Sounds more reasonable, will move 'hugetlb_cma_nodes_allowed' to the 
node specific allocation.

>>   		 * global hstate attribute
>>   		 */
>> -		if (!(obey_mempolicy &&
>> +		else if (!(obey_mempolicy &&
>>   				init_nodemask_of_mempolicy(&nodes_allowed)))
>>   			n_mask = &node_states[N_MEMORY];
>>   		else
>> @@ -6745,7 +6753,38 @@ void hugetlb_unshare_all_pmds(struct vm_area_struct *vma)
>>   
>>   static int __init cmdline_parse_hugetlb_cma(char *p)
>>   {
>> -	hugetlb_cma_size = memparse(p, &p);
>> +	int nid, count = 0;
>> +	unsigned long tmp;
>> +	char *s = p;
>> +
>> +	while (*s) {
>> +		if (sscanf(s, "%lu%n", &tmp, &count) != 1)
>> +			break;
>> +
>> +		if (s[count] == ':') {
>> +			nid = tmp;
>> +			if (nid < 0 || nid >= MAX_NUMNODES)
>> +				break;
> 
> nid can only be compared to MAX_NUMNODES because this an early param
> before numa is setup and we do not know exactly how many nodes there
> are.  Is this correct?

Yes.

> 
> Suppose one specifies an invaid node.  For example, on my 2 node system
> I use the option 'hugetlb_cma=2:2G'.  This is not flagged as an error
> during processing and 1G CMA is reserved on node 0 and 1G is reserved
> on node 1.  Is that by design, or just chance?

Actually we won't allocate any CMA area in this case, since in 
hugetlb_cma_reserve(), we will only iterate the online nodes to try to 
allocate CMA area, and node 2 is not in the range of online nodes in 
this case.

> We should be able to catch this in hugetlb_cma_reserve.  For the example
> above, I think we should flag this as an error and not reserve any CMA.

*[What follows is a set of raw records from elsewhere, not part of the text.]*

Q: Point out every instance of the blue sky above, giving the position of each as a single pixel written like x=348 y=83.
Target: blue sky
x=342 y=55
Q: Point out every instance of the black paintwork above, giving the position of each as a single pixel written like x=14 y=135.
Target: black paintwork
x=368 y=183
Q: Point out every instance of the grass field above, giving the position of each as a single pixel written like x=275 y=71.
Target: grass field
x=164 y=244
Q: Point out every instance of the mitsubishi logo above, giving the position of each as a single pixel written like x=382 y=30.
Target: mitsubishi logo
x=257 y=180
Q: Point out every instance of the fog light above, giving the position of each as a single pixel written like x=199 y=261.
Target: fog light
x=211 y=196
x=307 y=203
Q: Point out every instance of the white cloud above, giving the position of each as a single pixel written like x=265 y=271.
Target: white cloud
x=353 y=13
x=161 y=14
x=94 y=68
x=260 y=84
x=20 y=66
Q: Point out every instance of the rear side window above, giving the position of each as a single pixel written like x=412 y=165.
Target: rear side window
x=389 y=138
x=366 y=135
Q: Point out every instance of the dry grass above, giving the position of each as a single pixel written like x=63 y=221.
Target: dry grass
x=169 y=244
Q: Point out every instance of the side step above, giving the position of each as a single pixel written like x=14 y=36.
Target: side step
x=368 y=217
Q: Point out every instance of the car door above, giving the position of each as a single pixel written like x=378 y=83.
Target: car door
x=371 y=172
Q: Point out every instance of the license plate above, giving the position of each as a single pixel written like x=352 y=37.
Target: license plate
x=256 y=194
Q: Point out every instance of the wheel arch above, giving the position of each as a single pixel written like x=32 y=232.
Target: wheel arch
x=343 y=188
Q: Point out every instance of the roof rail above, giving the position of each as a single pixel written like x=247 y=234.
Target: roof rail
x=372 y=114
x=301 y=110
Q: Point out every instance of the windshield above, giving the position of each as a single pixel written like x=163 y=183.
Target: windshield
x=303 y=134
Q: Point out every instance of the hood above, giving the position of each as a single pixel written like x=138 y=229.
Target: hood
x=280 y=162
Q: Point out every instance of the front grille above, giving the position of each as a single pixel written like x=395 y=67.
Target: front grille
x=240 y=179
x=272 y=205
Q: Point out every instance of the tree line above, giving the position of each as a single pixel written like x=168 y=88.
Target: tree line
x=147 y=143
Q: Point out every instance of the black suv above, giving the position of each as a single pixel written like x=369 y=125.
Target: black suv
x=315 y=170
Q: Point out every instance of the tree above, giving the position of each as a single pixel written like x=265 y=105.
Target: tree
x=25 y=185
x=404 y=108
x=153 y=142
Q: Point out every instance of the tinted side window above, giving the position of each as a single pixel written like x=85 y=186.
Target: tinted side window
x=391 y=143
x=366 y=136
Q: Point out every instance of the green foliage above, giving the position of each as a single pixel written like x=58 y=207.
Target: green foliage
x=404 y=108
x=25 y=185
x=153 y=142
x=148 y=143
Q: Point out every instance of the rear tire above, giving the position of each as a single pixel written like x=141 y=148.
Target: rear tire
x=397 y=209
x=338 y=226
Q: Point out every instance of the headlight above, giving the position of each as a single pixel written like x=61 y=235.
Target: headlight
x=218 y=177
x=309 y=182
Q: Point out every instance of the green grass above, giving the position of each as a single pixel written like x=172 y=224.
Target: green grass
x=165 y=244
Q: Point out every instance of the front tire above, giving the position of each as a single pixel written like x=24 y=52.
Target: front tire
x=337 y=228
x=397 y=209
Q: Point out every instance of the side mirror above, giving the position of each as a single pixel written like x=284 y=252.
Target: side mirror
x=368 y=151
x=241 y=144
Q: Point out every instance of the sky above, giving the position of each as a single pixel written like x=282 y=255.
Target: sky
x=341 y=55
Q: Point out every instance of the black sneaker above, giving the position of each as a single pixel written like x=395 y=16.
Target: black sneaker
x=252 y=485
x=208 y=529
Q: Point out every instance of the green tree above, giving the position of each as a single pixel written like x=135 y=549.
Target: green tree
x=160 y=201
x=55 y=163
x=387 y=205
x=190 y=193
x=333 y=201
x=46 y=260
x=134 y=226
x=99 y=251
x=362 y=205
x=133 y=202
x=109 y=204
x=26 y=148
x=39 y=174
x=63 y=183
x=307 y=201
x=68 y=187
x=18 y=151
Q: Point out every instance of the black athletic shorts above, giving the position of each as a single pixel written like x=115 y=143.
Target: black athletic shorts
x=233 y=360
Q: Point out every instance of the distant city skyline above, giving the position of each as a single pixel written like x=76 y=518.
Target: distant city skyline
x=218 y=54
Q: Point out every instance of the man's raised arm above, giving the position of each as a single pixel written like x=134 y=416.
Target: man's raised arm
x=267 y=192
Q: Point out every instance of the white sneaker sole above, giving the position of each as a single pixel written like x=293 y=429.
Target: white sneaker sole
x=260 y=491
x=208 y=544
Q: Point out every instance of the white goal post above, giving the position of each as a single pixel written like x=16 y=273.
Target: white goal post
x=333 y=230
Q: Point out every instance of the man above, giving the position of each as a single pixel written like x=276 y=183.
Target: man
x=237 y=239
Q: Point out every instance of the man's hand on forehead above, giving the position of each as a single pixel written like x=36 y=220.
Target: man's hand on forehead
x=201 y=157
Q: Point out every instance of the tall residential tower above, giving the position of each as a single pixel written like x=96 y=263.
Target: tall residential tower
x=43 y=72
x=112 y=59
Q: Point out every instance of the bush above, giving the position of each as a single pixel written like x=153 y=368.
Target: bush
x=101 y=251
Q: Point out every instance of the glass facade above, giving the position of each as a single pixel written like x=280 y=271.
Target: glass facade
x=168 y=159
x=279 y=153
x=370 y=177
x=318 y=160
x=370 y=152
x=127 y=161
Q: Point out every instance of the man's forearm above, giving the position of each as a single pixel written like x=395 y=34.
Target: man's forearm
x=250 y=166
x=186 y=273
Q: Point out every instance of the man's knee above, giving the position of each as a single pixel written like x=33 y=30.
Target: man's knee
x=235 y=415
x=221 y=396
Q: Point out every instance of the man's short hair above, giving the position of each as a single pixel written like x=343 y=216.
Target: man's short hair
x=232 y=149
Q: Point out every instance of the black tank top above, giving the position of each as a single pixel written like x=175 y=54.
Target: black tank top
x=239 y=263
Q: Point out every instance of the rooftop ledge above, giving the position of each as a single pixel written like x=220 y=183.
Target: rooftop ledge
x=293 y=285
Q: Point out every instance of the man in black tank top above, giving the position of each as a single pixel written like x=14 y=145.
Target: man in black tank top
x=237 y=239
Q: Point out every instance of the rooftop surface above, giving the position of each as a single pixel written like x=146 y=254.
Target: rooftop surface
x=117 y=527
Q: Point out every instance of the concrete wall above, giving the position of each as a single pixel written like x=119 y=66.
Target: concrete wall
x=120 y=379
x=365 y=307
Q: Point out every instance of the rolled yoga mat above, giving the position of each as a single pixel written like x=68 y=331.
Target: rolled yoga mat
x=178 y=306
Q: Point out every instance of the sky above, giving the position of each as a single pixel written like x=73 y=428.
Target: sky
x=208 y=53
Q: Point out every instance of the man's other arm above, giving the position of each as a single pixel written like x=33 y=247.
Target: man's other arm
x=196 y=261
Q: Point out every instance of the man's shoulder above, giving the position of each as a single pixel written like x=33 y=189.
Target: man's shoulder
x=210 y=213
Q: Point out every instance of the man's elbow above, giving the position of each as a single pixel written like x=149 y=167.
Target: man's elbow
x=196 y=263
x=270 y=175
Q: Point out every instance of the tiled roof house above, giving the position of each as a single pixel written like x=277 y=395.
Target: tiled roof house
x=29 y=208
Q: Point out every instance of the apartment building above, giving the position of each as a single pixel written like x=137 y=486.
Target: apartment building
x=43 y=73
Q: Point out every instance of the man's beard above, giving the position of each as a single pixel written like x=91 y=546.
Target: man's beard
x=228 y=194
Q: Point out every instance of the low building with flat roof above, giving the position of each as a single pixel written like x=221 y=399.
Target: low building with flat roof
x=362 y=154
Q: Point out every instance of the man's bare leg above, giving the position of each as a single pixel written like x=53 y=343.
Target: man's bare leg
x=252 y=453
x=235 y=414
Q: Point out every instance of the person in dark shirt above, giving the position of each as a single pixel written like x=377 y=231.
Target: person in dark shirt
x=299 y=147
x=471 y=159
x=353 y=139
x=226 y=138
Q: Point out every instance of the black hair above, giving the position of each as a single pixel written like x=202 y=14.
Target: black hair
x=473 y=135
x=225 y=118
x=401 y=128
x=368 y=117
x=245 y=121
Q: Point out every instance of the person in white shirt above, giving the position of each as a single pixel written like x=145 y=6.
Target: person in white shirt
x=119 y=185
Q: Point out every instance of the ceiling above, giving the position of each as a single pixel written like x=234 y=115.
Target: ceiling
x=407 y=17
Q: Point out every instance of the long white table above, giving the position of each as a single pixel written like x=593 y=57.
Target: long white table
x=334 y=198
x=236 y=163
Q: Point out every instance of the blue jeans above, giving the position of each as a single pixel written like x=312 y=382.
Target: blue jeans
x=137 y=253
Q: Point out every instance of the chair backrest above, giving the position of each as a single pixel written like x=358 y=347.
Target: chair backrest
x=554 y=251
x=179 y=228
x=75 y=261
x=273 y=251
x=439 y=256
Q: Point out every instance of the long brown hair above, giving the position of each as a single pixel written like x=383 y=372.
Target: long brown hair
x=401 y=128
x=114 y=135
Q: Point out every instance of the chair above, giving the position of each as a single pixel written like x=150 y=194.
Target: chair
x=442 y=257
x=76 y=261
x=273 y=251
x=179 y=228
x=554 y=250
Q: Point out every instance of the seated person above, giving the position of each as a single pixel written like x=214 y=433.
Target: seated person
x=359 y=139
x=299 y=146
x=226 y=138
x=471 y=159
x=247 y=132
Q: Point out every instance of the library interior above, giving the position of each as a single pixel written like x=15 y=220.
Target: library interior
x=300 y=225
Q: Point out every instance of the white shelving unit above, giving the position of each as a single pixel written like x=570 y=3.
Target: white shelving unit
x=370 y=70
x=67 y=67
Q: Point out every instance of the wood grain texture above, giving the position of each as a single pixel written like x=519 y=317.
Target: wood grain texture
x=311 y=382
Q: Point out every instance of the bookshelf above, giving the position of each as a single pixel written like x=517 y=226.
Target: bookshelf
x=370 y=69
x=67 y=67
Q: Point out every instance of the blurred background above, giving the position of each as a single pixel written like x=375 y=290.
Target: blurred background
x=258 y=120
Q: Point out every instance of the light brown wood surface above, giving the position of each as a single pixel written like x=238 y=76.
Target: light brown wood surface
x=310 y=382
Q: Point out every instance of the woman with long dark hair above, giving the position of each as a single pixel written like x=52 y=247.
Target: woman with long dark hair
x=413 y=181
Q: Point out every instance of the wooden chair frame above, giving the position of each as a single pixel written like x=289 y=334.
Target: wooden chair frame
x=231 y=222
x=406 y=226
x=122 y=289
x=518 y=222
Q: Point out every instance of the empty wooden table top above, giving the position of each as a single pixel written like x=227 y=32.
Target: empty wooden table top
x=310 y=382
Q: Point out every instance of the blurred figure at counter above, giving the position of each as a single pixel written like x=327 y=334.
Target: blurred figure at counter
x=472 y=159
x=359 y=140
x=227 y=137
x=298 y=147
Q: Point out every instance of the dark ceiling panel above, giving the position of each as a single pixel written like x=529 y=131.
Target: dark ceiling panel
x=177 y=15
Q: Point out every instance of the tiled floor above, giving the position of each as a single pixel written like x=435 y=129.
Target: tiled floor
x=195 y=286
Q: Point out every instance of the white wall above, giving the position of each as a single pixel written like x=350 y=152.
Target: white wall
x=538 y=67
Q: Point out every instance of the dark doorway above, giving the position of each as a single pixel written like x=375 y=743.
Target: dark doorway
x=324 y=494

Sure, as I said above, it will not allocate CMA for the non-online nodes 
though these invalid nodes can be specified in the command line. But I 
can add a warning to catch the invalid nodes setting in 
hugetlb_cma_reserve().

>> +
>> +			s += count + 1;
>> +			tmp = memparse(s, &s);
>> +			hugetlb_cma_size_in_node[nid] = tmp;
>> +			hugetlb_cma_size += tmp;
>> +
>> +			/*
>> +			 * Skip the separator if have one, otherwise
>> +			 * break the parsing.
>> +			 */
>> +			if (*s == ',')
>> +				s++;
>> +			else
>> +				break;
>> +		} else {
>> +			hugetlb_cma_size = memparse(p, &p);
>> +			break;
>> +		}
>> +	}
>> +
>>   	return 0;
>>   }
>>   
>> @@ -6754,6 +6793,7 @@ static int __init cmdline_parse_hugetlb_cma(char *p)
>>   void __init hugetlb_cma_reserve(int order)
>>   {
>>   	unsigned long size, reserved, per_node;
>> +	bool node_specific_cma_alloc = false;
>>   	int nid;
>>   
>>   	cma_reserve_called = true;
>> @@ -6767,20 +6807,37 @@ void __init hugetlb_cma_reserve(int order)
>>   		return;
>>   	}
> 
> Earlier in hugetlb_cma_reserve (not in the context here), there is this
> code:
> 
> 	if (hugetlb_cma_size < (PAGE_SIZE << order)) {
> 		pr_warn("hugetlb_cma: cma area should be at least %lu MiB\n",
> 			(PAGE_SIZE << order) / SZ_1M);
> 		hugetlb_cma_size = 0;
> 		return;
> 	}
> 
> That causes an early exit if hugetlb_cma_size is too small for a
> gigantic page.
> 
> On my 2 node x86 system with 1G gigantic pages, I can specify
> 'hugetlb_cma=0:512M,1:512M'.  This does not trigger the above early exit
> because total hugetlb_cma_size is 1G.  It does end up reserving 1G on
> node 0 and nothing on node 1.  I do not believe this is by design.  We
> should validate the specified per-node sizes as well.

Sure. Will do in next version. Thanks for your comments.